Boston Bombers Also Killing Newpapers
The events at the Boston Marathon were tragic for so many, with death, dismemberment, and of course a certain loss of innocence for many as well. What appears to be an act of two rather twisted brothers has caused so much pain and harm to people and a community. It also prompted one of the most intense police man hunts on record, and perhaps one that had another victim: Newspapers.
What happened in Boston is perhaps the best indication of changes in the way people get information. No longer as we bound to wait for the 6 O’clock news or the morning paper, we get our information instantly, on the spot, as it happens. People were listening to the police scanners, they were glued to twitter, to facebook, and every other social media site around. CNN and other online news stations were running near constant updates, and local TV news in Boston pretty much went around the clock with full on coverage, wall to wall, often streaming online making it available to everyone.
Newspaper? Day late and a dollar short. Breaking news happened so fast that front pages of the Morning papers were pretty much out of date before anyone even opened then. The developments came think and fast, and most importantly, the public’s hunger for that information was key.

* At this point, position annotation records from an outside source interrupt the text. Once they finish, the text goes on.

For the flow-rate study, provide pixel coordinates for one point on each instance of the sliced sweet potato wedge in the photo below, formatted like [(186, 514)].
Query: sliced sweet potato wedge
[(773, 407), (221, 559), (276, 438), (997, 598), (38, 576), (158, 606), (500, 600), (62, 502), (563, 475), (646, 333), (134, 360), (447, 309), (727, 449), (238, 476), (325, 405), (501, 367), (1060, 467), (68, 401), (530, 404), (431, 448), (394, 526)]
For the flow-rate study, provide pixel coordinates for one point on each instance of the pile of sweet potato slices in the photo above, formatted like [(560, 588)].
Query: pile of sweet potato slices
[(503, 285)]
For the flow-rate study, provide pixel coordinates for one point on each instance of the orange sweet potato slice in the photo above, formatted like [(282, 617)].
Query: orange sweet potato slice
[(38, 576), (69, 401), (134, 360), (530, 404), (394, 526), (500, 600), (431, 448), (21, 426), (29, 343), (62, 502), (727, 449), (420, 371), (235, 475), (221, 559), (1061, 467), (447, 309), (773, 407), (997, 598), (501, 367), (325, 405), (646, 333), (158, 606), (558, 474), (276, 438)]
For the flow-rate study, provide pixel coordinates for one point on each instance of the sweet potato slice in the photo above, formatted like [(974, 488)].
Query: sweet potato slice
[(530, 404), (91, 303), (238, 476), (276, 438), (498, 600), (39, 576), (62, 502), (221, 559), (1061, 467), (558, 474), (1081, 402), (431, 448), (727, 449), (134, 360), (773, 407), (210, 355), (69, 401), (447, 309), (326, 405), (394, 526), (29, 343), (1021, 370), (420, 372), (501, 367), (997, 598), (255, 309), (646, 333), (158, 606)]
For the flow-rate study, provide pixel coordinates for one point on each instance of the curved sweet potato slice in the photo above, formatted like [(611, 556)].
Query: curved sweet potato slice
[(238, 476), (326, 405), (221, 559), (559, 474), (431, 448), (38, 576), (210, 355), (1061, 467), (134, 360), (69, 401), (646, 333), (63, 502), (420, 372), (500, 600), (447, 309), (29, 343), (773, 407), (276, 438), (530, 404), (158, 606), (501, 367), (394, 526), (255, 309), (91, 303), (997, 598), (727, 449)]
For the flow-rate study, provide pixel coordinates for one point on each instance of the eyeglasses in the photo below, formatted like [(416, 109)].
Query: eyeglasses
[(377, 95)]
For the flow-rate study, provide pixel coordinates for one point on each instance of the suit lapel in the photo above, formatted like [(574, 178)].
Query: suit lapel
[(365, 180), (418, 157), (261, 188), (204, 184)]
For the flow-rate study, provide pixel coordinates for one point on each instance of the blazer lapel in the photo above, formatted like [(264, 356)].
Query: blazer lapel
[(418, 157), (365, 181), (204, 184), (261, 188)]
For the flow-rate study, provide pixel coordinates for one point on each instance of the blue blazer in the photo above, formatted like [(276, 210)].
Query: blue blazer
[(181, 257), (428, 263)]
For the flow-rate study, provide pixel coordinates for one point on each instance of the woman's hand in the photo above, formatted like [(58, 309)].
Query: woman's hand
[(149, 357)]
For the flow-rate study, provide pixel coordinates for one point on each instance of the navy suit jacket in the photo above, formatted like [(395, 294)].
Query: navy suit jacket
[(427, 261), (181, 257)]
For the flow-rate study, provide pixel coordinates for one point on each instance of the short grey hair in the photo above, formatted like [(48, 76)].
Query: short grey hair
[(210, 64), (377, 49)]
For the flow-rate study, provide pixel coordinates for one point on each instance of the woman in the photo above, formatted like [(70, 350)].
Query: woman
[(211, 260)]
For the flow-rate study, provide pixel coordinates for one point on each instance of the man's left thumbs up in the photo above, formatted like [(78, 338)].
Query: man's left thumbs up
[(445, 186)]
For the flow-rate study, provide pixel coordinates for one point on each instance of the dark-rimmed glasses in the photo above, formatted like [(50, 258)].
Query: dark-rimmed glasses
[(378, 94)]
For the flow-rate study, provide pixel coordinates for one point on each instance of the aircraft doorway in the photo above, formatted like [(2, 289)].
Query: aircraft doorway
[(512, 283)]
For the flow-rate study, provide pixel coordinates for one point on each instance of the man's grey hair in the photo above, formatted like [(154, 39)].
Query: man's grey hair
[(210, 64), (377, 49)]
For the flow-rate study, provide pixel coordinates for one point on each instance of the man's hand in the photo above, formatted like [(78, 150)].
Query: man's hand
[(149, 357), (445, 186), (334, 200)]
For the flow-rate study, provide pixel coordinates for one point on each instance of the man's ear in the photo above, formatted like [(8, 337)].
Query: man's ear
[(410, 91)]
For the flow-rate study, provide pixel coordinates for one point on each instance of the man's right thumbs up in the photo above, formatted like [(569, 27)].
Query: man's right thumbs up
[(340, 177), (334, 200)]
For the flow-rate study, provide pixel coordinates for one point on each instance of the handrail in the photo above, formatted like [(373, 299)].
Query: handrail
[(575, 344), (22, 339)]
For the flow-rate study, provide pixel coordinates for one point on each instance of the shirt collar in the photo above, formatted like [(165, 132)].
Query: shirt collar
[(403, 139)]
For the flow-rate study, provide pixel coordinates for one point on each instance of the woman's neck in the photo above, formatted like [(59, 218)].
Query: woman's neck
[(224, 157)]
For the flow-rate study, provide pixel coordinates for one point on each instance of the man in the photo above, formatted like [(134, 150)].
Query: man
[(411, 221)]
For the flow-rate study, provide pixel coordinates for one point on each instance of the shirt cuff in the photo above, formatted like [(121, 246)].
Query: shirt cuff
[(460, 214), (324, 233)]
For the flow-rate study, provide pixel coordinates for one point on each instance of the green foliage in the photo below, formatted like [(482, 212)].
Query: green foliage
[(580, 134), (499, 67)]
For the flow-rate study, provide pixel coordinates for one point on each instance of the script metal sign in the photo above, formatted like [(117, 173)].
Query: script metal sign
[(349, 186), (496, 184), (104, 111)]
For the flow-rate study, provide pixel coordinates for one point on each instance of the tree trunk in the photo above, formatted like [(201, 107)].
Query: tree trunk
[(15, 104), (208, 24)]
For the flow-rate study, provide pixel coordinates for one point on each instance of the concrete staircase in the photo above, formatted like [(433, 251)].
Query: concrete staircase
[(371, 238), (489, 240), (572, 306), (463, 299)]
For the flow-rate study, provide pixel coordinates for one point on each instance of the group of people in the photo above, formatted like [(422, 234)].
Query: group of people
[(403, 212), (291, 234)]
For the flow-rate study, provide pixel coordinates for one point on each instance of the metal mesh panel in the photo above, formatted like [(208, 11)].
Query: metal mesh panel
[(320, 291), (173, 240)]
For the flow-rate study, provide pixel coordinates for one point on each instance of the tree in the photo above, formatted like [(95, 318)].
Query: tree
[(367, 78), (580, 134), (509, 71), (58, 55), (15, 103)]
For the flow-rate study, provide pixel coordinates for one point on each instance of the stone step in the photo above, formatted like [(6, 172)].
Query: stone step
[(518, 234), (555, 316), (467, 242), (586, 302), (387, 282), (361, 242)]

Was their confusion? Oh yeah, plenty of it. Rumors were treated as facts, facts as rumors, and even CNN apparently blew it on more than one occasion covering this story (I saw one of the anchors actually apologizing in a tweet, go figure!). There was a tidal wave of information, opinion, police statements, corrections, and down right false crap flowing at us like a fire hose.
… and we loved it.
The real proof in all of this is that the suspects were tracked down basically because of private security tape, videos people had taken, pictures snapped on cell phones, and the like. Police got tons of help and quickly two suspects were singled out. Events happening to the conclusion of the manhunt was a matter of days, not months. The world for a short while at least spun at internet speed.
Newspapers? They were left to print the out of date “stories of record” on the event, to be at best the historians of the situation. I makes me think of what Time and Newsweek use to be for so many, the “follow up” source for background and detail you didn’t get in other media. At the time, that other media included TV news and Newspapers. Newsweek stopped publishing last year, and Time is a thin slice of it’s former print self. Newspapers are getting thinner by the day, and are fighting with Time for the table scraps of stories, no longer being a source of breaking news or “EXTRA EXTRA!”. These days they are the day late and a dollar short on almost everything.
The 2013 Boston attack will go down in history for a lot of things, and while it may only be a signpost on the highway to oblivion for newspapers, it was a day many of us stopped caring so much.